With discussions up in Congress for a combined new regulator for the Federal Home Loan Banks as well as Fannie Mae and Freddie Mac, one issue that has also been deliberated is the possibility of FHLBanks using securitization for risk mitigation. Although some have warmed to the idea, many public officials and trade groups are concerned about the lack of securitization know how and the danger that this would divert away from the real goal of the FHLBanks, which is to be a liquidity source for its members.

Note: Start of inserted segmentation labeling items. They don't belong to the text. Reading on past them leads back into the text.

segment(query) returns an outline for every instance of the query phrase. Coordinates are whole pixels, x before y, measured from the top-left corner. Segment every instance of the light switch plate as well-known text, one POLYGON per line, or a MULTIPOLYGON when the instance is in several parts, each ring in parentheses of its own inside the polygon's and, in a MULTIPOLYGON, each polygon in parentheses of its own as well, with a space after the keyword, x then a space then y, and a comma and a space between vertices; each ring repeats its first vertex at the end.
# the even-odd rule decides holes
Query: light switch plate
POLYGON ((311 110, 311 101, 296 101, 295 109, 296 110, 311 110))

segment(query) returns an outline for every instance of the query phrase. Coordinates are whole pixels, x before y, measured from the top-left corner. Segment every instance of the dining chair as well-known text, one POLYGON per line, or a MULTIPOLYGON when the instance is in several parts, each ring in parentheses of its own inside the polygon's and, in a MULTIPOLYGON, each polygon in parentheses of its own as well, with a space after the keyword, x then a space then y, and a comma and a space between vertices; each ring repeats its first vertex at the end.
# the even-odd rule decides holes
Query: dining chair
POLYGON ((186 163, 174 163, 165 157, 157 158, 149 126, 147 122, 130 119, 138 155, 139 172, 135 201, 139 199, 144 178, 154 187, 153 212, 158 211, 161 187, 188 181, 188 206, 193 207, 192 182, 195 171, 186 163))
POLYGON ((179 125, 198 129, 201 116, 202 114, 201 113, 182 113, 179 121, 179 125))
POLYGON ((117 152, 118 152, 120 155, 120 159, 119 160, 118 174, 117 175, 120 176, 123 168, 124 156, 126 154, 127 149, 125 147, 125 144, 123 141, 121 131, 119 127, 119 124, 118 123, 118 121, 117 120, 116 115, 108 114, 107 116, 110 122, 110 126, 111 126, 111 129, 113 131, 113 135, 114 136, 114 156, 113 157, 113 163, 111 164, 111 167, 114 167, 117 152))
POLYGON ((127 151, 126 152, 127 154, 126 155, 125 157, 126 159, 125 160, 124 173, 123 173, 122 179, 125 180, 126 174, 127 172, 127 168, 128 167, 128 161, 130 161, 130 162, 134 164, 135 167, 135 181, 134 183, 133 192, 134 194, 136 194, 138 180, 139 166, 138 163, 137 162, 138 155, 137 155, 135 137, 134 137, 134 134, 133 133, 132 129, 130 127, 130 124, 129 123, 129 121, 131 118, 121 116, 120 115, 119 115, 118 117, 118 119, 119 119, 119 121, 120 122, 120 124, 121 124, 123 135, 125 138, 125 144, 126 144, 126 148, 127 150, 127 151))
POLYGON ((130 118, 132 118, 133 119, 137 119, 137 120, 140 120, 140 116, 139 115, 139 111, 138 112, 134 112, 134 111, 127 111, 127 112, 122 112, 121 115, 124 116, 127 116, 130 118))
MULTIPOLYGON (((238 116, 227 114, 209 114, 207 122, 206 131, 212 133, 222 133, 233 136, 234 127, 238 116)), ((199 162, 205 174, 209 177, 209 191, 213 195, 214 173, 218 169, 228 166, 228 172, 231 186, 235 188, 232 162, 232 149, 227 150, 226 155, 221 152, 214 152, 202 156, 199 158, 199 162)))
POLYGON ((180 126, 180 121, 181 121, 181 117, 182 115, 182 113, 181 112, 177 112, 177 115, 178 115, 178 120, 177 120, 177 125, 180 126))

Sources said that even if the 12 FHLBanks are not particularly opposed to securitization - as evidenced by the Counsel of Federal Home Loan Banks vote agreeing that regulator Federal Housing Finance Board has the authority to allow the FHLBanks to securitize - members do not want the issue brought up before Congress, as they fear this would hinder the passage of the much-anticipated GSE Regulation bill.

The Federal Home Loan Bank of New York in March adopted a board resolution expressing concern that adding securitization to the list of issues up for consideration in GSE legislation - considering its controversial nature - could possibly "cause harm to, and possibly derail, the chances for positive statutory reform for the Federal Home Loan Bank System." The Board also stated that securitization is "an extremely risky line of business and, because of the potential for risk, it would require management by a central organization and not by individual banks," adding that centralized management as opposed to individual FHLBank management, have proven to be a "stumbling block" when it comes to various Federal Home Loan Bank systemic matters.

And to complicate matters, there are varying views as to whether the FHLBanks do have the authority to securitize. Recently, Federal Housing Finance Board Chairman Ronald Rosenfeld, as part of his April 21 testimony to the Senate Banking Committee, requested clearer guidance from Congress as to whether the FHLBanks should securitize or not. Rosenfeld said that securitization is such a departure from the FHLBanks' core mission that he prefers Congress to weigh in and clearly delineate the FHLBs' role, and whether this role includes securitization. Meanwhile, John Von Seggern, president at the Counsel of Federal Home Loan Banks, said that they believe the Federal Housing Finance Board currently has the authority to allow FHLBanks to securitize, adding that that the FHLB system has run a very successful mortgage program, which is reaching capacity. Over time, the FHLB is looking at various ways to mitigate risk, with options including securitization.

Ann Grochala, director of lending and accounting policy at the Independent Community Bankers of America (ICBA), said that, "The question that has to be decided is what the FHLBanks' function is - whether it is to provide liquidity or secondary market activity."

In ICBA's Chairman David Hayes April 19 testimony to the Senate Banking Committee, he acknowledged that FHLB securitization could increase competition with Fannie and Freddie, which could result in lower guaranty fees and borrower costs as well as increase profits and member dividends. "But we also recognize that with increased profits can come increased risk to the FHLBanks and the system," Hayes said. He stated that ICBA does not currently have a view on whether these banks could securitize mortgages or other types of assets. However, they oppose Congress merely clarifying that the Federal Housing Finance Board has the authority to determine whether the FHLBanks can or should securitize member assets as the ICBA believes the Congress should determine an issue of this magnitude.

Meanwhile, Brian Harris, senior analyst in the Moody's Investors Service real estate finance group, said that securitization for the FHLB could mean two things. One is merely selling securitized loans to the marketplace while the other would involve a guaranty business similar to Fannie Mae and Freddie Mac. He said that for the FHLBanks to have this type of guaranty business, it would take a system-wide effort to generate expertise and infrastructure, which the FHLBanks do not currently have. "The question is what is the time frame?' because even if you gave FHLBs the right to guaranty loans, it's going to take time to develop the infrastructure," Harris said. He added that if securitization merely involves selling bonds into the market place, this could be done on an individual bank basis, noting that the Federal Home Loan Bank of Chicago has done two transactions in the past.

Harris is referring to two MPF Shared Funding transactions. The first one was backed by roughly $475 million of single-family mortgages - provided by affiliates of National City Mortgage and Wells Fargo Home Mortgage who are FHLB members - and involved privately placed certificates by Chicago FHLB member One Mortgage Partners Corp. The Chicago, Des Moines and Pittsburgh FHLBanks bought the senior portions of the deal. David Feldhaus, spokesperson for FHLB Chicago, said that this transaction represents an innovative technique that the FHLB could use to manage interest rate risk and create additional liquidity.